Jiang Shengyong believes that the Beibu Gulf will become a new growth pole of the world economy.
The Beibu Gulf includes several provinces of Beibu Gulf Economic Zone in Guangxi, Zhanjiang Peninsula, Hainan Island and Vietnam. Now the Beibu Gulf Economic Zone refinery capacity of 2000 tons, including two refineries, one is PetroChina 10 million tons of Qinzhou refinery, one is Sinopec Beihai 10 million tons of oil refining.
"Refining is mainly based on scale. The state has basically agreed that Qinzhou will also have a 10 million ton project, a total of 30 million tons. In 12th Five-Year or 2020, Guangxi will have at least 2000-4000 million tons of refining capacity." Jiang Shengyong said.
In addition, 40 million tons in Zhanjiang and 20 million tons in Hainan, together with 80 million tons, are still being built in Vietnam. In the next 10 years or even in 12th Five-Year, the oil and chemical industry in the Beibu Gulf will be next to the Gulf of Mexico and the refining capacity will exceed 1 billion tons.
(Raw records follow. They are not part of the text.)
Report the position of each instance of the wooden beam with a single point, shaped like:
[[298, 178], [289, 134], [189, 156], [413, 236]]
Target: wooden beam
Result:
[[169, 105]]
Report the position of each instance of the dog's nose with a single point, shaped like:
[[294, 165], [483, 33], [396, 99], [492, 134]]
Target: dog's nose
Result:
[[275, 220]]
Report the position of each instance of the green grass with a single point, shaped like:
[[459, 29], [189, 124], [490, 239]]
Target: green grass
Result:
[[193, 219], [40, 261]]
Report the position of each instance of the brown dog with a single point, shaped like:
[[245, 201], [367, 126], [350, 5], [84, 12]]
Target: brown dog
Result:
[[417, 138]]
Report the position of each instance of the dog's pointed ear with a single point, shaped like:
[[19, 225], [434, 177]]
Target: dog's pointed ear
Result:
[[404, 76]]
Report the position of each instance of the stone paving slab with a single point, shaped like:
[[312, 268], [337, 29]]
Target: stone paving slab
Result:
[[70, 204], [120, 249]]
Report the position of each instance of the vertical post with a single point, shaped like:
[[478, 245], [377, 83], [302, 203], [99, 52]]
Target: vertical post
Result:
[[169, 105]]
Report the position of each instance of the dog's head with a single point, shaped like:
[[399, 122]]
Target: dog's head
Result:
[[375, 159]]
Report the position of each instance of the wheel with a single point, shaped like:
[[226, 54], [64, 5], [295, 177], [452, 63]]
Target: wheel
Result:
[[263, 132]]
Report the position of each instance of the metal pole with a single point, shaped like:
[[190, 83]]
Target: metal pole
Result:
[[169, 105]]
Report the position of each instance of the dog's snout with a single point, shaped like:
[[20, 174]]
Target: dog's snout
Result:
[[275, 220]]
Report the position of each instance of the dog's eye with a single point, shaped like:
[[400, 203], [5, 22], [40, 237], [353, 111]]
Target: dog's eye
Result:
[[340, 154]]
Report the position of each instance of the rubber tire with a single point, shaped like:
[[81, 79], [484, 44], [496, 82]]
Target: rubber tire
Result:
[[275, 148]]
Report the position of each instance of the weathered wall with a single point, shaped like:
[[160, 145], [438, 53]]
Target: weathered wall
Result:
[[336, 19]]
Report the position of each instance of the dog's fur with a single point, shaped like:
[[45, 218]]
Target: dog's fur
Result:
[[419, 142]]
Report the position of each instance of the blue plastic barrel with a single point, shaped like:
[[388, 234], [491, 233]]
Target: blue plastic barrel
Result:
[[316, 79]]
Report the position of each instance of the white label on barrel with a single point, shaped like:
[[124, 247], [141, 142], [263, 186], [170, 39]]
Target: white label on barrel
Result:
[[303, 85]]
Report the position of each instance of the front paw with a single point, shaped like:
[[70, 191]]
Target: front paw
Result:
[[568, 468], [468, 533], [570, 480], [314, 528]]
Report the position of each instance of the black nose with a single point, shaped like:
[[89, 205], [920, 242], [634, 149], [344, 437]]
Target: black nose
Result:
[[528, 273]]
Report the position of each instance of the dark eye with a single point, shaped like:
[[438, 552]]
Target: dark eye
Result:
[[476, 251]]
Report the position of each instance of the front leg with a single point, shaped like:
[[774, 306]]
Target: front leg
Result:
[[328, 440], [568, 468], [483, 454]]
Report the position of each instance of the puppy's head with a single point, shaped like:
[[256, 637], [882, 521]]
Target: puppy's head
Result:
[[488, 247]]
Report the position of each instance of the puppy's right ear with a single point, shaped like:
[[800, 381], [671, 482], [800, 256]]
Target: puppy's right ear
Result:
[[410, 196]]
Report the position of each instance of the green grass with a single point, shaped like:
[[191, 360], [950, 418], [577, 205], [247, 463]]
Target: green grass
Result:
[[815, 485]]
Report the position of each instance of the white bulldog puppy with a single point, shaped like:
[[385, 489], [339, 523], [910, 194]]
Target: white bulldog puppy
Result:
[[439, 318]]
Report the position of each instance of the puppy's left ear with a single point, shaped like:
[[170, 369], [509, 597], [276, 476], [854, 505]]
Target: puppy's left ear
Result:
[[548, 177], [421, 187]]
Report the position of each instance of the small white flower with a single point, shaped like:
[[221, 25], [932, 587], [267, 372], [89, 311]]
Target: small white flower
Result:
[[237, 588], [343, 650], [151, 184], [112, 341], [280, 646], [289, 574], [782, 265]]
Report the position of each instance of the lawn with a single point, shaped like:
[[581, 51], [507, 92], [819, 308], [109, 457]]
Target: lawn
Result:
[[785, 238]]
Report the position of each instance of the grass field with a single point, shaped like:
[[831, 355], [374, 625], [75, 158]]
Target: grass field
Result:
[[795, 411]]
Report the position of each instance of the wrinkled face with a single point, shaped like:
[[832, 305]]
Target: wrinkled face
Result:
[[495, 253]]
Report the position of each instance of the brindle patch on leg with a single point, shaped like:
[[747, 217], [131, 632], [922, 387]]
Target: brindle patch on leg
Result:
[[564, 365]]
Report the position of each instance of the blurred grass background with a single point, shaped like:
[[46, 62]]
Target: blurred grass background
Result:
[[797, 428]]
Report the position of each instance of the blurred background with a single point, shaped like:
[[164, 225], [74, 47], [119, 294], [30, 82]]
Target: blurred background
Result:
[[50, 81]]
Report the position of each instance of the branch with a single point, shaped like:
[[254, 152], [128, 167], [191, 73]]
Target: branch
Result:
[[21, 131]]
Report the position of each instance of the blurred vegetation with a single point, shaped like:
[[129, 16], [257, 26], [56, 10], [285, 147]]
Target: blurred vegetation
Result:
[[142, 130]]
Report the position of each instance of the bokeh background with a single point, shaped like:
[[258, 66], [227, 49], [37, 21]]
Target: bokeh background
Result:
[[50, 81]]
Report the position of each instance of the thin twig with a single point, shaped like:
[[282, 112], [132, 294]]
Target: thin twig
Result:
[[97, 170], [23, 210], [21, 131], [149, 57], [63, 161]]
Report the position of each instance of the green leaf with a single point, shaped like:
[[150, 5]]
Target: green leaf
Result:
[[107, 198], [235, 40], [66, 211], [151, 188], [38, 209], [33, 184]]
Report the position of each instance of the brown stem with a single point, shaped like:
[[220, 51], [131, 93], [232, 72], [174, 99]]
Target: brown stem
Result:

In addition, as well as the iron and steel industry, Jiang Shengyong believes that if we do well, there will be 1.5 million tons. At present, Fangchenggang iron and steel has 30 million tons of capacity, Zhanjiang has 40 million tons, and Vietnam is doing so. Jiang Shengyong said, "conservatively, the steel production capacity of the Beibu Gulf should exceed 1 billion tons. This is a large economic zone and growth pole, which is comparable to other places. "
From the perspective of the whole country and even the whole world, the development of petrochemical industry and iron and steel industry is very good, because there are large ports and large hinterland. Jiang Shengyong told reporters that, like we imported iron ore from Australia and Brazil, and came through the Malacca Strait, it was the Beibu Gulf. It was far away from other parts of the country. Compared with the spanport cost to the mainland, it could save hundreds of dollars.